US travel industry carefully eyeing Cuba tourism
NEW YORK (AP):
Cuba was once a haven for sun-seeking American tourists. Beautiful beaches, lively casinos and late-night dancing made it the perfect getaway, only an hour's flight from Miami.
But the Cuban revolution led by Fidel Castro and the subsequent Cold War embargo against the communist island nation put an end to that.
United States President Barack Obama's announcement yesterday of plans to re-establish diplomatic ties with Cuba doesn't suddenly lift the ban on US tourism. It does, however, give hope to airlines, hotel chains and cruise companies - all of which have been quietly eyeing a removal of the travel ban - that they soon will be able to bring US tourists to the Caribbean nation.
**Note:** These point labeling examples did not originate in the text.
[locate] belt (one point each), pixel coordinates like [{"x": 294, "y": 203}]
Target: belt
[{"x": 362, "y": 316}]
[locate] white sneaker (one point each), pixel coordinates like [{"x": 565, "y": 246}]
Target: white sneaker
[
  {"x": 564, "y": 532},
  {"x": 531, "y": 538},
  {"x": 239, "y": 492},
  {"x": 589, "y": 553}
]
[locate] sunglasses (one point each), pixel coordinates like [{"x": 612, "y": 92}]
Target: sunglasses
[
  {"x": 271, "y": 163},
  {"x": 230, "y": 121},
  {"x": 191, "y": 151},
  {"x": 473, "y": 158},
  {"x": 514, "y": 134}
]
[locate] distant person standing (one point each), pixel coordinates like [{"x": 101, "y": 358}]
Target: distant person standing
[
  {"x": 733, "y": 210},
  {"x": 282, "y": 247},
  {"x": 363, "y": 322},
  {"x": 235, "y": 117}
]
"Cuba is the largest country in the Caribbean, so there are some exciting possibilities," said Roger Frizzell, spokesman for Carnival Corp. He said "some infrastructure for cruising already exists in the country", although other issues "need to be taken into consideration if this market opens up".
"Once people get a glimpse of Cuba, they always want to see more," said Katharine Bonner, a senior executive at Connecticut-based tour operator Tauck, which runs tours there under a cultural exchange licence.
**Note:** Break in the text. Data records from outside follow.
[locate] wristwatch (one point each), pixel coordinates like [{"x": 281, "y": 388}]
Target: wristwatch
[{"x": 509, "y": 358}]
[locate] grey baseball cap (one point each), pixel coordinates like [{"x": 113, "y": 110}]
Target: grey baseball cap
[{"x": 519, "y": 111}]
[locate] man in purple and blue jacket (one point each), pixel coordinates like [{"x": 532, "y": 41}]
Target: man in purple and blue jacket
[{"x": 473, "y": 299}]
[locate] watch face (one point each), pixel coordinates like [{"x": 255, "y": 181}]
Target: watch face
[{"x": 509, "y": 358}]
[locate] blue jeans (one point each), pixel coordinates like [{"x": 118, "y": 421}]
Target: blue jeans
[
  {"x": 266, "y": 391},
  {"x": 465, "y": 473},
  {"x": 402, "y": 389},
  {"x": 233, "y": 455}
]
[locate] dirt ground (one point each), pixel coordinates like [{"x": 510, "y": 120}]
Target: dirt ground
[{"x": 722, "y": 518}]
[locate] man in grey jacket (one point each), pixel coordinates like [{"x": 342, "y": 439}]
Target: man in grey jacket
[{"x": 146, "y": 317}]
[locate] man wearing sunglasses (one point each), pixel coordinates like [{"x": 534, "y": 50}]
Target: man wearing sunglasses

"Americans are very curious about a country that is 90 miles off our coast but has been off limits for so long."
It is that isolation, in part, that is so appealing. "There's no McDonalds, no Starbucks," Bonner said. "Once travel opens, there will be a rush to see Cuba before it gets 'Americanised'.
"It's almost like a country that has been frozen in time ... [and] there's going to be a desire to see Cuba before it changes."